Previous studies⁵⁷ in the trustworthy AI field have utilized other similarity-based metrics in the latent representations for OOD detection. However, these methods may not be ideally suited for direct application in identifying transition states for protein conformational changes. For example, one can directly detect OOD samples at the state boundaries on the hypersphere and treat them as transition states structures. However, this method may not be well-suited for identifying transition states in our TS-DAR model. This is because the VAMP-2 loss in TS-DAR is designed to optimize the slowest dynamic modes, rendering state boundaries less sensitive and thereby limiting its ability to accurately pinpoint transition state conformations. As shown in SI Fig. S3b, MD conformations located at the state boundaries in the Müller potential do not accurately correspond to true transition states. Recent approaches^64,69 including CIDER aim to detect low-density regions in the latent space as OOD samples, which may serve as potential transition state structures in our context. However, these methods may overlook the transition states separated by relatively low free energy barriers or incorrectly classify the low-density regions as transition states. For example, choosing an appropriate density threshold to concurrently identify two transition states of the Müller potential is challenging. With a density threshold set at $\exp (-7.2{\mbox{k}}T)$, only the transition state between states 1 and 2 can be identified (SI Fig. S4c). Reducing the threshold to $\exp (-6{\mbox{k}}T)$ enables the identification of the transition state between states 2 and 3. However, in this case, the transition state between states 1 and 2 becomes poorly defined (SI Fig. S4d).

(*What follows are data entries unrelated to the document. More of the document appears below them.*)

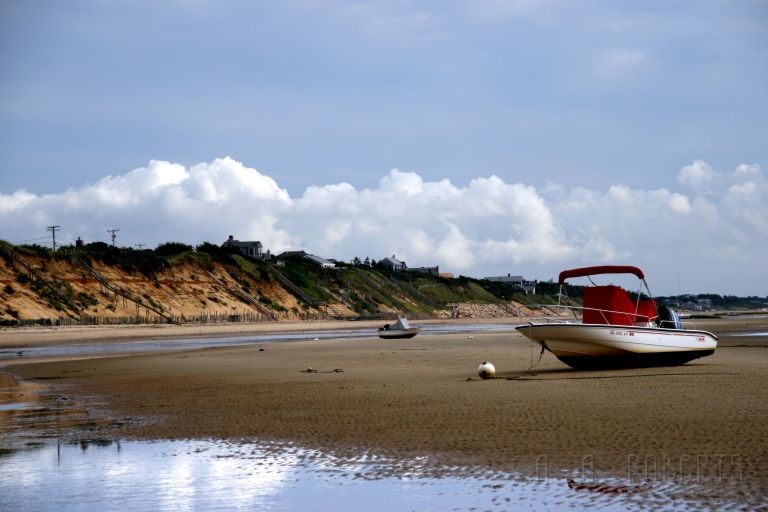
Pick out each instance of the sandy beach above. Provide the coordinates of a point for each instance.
(422, 397)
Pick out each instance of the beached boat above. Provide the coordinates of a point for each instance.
(400, 329)
(616, 330)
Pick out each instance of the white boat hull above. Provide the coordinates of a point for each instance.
(594, 345)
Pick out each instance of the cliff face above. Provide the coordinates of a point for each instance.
(33, 287)
(110, 285)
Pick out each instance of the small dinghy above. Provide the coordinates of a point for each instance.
(400, 329)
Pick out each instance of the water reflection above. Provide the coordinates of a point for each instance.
(208, 475)
(168, 345)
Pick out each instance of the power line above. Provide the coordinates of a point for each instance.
(114, 235)
(53, 230)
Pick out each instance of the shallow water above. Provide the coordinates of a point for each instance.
(42, 467)
(206, 475)
(168, 345)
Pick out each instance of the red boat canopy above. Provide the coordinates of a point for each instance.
(602, 269)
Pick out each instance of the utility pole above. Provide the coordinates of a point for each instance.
(114, 235)
(53, 230)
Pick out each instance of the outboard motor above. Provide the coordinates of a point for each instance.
(668, 318)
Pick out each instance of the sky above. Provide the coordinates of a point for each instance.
(486, 137)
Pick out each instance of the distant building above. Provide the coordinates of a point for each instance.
(252, 249)
(324, 263)
(393, 263)
(434, 271)
(517, 282)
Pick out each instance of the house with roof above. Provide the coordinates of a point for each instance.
(318, 260)
(517, 282)
(392, 263)
(251, 249)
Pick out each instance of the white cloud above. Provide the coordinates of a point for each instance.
(486, 227)
(696, 174)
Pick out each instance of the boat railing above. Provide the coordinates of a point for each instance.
(608, 316)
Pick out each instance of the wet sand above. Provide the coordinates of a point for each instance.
(422, 397)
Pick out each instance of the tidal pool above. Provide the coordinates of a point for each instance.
(217, 475)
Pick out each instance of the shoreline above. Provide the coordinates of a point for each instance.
(421, 399)
(22, 337)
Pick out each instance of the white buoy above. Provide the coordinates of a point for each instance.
(486, 370)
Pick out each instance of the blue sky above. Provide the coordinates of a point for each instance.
(556, 96)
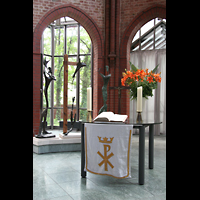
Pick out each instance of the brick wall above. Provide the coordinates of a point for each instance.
(111, 25)
(94, 8)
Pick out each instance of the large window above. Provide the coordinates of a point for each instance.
(66, 36)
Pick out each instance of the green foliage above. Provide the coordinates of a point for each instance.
(136, 78)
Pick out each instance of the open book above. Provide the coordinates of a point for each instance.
(110, 117)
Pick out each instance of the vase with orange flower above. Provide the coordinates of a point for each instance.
(140, 77)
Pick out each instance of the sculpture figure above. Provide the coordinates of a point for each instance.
(72, 120)
(104, 90)
(48, 78)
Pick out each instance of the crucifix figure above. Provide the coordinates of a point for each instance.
(48, 78)
(119, 88)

TS-DAR outperforms MSM’s committor probabilities and MaxEnt-VAMPNets in identifying transition states for the Müller potential

The Müller potential exhibits three potential energy basins, with two transition states, positioned between them (Fig. 2a). We trained our TS-DAR model by specifying 3 metastable states. The validation curves are depicted in Fig. S2a, and more training details are in the Methods section. With the trained model, we first plotted the OOD scores of all MD conformations in the latent hyperspherical space (Fig. 3a). As shown in Fig. 3b, the MD conformations positioned between the state centers consistently align with those located at the summit of the energy barriers. This facilitates the straightforward identification of transition state structures. In the three-state model, both transition states situated between the three energy basins are simultaneously captured (Fig. 3b). If one’s interest lies solely in the transition state associated with the highest energy barrier (TS12), we show that a two-state TS-DAR model can also accurately identify this transition state (SI Fig. S5).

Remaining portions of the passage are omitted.